Das Pandämonium Germanicum, das sich noch am ehesten mit der Beschreibung des Literaturbetriebs in Nicolais Sebaldus Nothanker vergleichen lässt, ist unter den Literatursatiren des Sturm und Drang ein einzigartiger Text. In der Form eines Schauspiels liefert Lenz eine umfassende Analyse des literarischen Feldes in Deutschland um das Jahr 1775, eine Analyse, die die wichtigsten Autoren mit ihren jeweiligen Kunstauffassungen und Literaturgenres schildert, ihre Allianzen und Konkurrenzen verzeichnet sowie die Beziehungen zwischen Autoren, Kritikern und Publikum darstellt. Neben den individuellen Positionen der Autoren werden auch generelle Mechanismen des literarischen Feldes herausgearbeitet. Aber damit nicht genug.
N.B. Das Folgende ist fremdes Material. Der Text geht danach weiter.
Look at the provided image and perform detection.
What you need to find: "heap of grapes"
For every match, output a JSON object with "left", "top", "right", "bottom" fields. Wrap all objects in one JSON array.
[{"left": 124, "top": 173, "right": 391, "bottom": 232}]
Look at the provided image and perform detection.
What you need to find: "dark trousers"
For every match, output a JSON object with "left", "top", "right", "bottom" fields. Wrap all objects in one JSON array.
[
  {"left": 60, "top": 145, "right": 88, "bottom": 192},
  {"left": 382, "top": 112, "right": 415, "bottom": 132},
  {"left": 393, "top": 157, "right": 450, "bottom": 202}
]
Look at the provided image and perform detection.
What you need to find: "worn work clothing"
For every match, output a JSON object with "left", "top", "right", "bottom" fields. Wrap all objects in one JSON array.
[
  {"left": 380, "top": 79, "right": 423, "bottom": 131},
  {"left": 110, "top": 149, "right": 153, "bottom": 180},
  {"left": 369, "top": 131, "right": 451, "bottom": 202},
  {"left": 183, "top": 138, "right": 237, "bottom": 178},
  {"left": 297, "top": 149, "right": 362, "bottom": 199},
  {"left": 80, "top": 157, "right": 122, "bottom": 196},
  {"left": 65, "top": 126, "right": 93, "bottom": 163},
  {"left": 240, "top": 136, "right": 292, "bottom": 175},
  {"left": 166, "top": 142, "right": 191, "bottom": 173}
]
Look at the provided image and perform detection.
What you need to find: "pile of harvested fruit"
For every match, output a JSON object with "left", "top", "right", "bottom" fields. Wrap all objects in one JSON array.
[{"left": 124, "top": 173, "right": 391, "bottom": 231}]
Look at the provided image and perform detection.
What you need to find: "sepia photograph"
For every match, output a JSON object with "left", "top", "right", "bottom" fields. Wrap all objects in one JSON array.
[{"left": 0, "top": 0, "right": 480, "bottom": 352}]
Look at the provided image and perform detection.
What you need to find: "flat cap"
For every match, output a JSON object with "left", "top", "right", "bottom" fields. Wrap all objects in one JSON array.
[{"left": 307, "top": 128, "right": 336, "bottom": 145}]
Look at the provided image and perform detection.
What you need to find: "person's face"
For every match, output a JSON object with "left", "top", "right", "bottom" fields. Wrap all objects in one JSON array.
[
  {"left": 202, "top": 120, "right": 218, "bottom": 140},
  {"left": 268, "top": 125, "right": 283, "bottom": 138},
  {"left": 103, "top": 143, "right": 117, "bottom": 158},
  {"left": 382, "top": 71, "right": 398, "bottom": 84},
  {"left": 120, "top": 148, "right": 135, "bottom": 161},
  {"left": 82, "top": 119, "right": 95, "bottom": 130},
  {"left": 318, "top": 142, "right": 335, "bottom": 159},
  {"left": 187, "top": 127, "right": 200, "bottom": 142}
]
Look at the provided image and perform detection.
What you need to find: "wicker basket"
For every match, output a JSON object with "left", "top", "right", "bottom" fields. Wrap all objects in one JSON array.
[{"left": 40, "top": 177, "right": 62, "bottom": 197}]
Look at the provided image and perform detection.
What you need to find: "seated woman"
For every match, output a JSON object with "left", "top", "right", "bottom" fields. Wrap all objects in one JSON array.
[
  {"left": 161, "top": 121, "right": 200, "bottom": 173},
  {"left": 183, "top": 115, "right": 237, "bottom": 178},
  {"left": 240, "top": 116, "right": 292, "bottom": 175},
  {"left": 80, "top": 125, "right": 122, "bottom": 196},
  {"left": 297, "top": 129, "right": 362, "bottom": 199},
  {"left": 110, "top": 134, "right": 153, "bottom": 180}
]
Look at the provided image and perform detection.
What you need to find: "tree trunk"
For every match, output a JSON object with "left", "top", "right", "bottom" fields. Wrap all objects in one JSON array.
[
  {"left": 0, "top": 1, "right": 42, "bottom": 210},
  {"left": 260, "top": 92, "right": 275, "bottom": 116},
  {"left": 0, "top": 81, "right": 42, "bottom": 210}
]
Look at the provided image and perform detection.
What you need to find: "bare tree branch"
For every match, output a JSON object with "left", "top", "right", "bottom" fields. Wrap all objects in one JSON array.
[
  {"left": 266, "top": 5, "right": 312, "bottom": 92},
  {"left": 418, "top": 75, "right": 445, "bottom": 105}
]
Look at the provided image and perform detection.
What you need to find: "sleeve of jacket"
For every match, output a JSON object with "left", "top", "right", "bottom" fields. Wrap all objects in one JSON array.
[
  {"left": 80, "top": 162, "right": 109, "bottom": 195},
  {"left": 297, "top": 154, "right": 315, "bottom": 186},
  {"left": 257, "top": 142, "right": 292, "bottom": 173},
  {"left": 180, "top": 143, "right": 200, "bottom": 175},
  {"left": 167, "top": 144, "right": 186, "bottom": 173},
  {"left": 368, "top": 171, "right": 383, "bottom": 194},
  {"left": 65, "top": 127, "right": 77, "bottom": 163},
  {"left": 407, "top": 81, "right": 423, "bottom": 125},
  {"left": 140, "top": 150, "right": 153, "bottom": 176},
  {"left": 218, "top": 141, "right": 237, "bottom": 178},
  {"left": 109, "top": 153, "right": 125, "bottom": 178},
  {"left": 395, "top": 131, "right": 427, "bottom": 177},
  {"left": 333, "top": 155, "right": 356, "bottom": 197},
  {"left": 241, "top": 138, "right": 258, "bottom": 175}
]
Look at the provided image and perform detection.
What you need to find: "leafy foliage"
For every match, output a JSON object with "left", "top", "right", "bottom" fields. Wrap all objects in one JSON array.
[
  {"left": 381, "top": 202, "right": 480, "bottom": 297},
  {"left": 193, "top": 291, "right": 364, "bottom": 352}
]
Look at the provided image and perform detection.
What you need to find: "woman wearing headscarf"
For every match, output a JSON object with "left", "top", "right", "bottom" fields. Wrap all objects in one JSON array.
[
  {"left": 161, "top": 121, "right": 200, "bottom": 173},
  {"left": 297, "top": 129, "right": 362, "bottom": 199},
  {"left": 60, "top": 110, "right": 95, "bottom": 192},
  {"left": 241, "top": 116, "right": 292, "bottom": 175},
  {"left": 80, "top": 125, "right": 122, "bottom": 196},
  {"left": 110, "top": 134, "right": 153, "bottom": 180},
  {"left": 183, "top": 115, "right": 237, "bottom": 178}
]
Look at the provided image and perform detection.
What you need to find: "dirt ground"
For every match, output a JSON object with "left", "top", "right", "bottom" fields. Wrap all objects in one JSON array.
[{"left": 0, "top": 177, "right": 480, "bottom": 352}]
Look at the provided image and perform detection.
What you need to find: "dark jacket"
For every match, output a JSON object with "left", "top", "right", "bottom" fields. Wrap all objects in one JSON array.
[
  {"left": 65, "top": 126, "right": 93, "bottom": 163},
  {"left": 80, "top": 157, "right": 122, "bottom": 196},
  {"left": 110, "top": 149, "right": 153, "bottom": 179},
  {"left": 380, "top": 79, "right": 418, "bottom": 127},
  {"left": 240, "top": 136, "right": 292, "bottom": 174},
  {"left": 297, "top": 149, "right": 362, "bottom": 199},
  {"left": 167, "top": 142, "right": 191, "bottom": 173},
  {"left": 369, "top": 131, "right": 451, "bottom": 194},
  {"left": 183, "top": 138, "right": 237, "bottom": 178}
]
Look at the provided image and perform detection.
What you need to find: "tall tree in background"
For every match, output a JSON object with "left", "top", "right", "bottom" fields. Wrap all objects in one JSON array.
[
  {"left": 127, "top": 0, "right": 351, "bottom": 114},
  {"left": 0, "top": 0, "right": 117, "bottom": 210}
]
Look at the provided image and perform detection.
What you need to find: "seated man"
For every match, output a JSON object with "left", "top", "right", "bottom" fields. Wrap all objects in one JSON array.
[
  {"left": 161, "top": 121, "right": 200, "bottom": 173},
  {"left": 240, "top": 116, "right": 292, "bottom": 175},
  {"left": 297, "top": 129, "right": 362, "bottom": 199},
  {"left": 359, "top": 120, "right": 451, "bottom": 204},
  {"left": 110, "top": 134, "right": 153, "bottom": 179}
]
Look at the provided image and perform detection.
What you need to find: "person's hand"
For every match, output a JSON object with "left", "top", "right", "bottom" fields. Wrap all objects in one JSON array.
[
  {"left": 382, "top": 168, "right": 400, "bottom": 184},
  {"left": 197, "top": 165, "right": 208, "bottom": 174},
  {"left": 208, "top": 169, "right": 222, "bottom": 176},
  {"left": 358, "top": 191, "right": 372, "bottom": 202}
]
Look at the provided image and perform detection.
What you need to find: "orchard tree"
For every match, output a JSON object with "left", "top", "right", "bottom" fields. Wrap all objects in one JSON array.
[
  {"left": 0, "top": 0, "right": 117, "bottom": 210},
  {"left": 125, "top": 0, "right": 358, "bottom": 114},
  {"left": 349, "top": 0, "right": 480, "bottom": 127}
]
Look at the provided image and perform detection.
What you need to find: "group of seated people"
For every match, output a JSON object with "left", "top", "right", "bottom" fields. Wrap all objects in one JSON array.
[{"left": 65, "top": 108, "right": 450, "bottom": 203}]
Das Pandämonium Germanicum ist nicht nur ein präzises Tableau der aktuellen Verhältnisse innerhalb des deutschen Literaturbetriebs. Vielmehr erfasst es die historischen Veränderungen, die durch das Auftreten der Stürmer und Dränger bewirkt worden sind. Das literarische Feld wird nicht als ein statischer Zustand, sondern als ein dynamischer Prozess dargestellt, der von der überholten Konstellation der Aufklärer und Empfindsamen über den soeben errungenen Triumph des Stürmers und Drängers Goethe in eine noch nicht klar absehbare Zukunft der deutschen Dichtung führt.

Eine solche Beobachtungsweise, die die Literatur als ein soziales Feld konkurrierender Akteure und als einen historischen Prozess der künstlerischen Innovation wahrnimmt, konnte sich (in Deutschland) erst in den 1770er Jahre entwickeln. Dass später diese Jahre als ‚Epoche‘ des Sturm und Drang bezeichnet wurden, besitzt aus literatursoziologischer Sicht eine Berechtigung, weil die Art, wie die Stürmer und Dränger als künstlerische Avantgarde agierten, paradigmatisch für die neue Handlungslogik des literarischen Feldes war. Insofern haben die Stürmer und Dränger wirklich Epoche gemacht.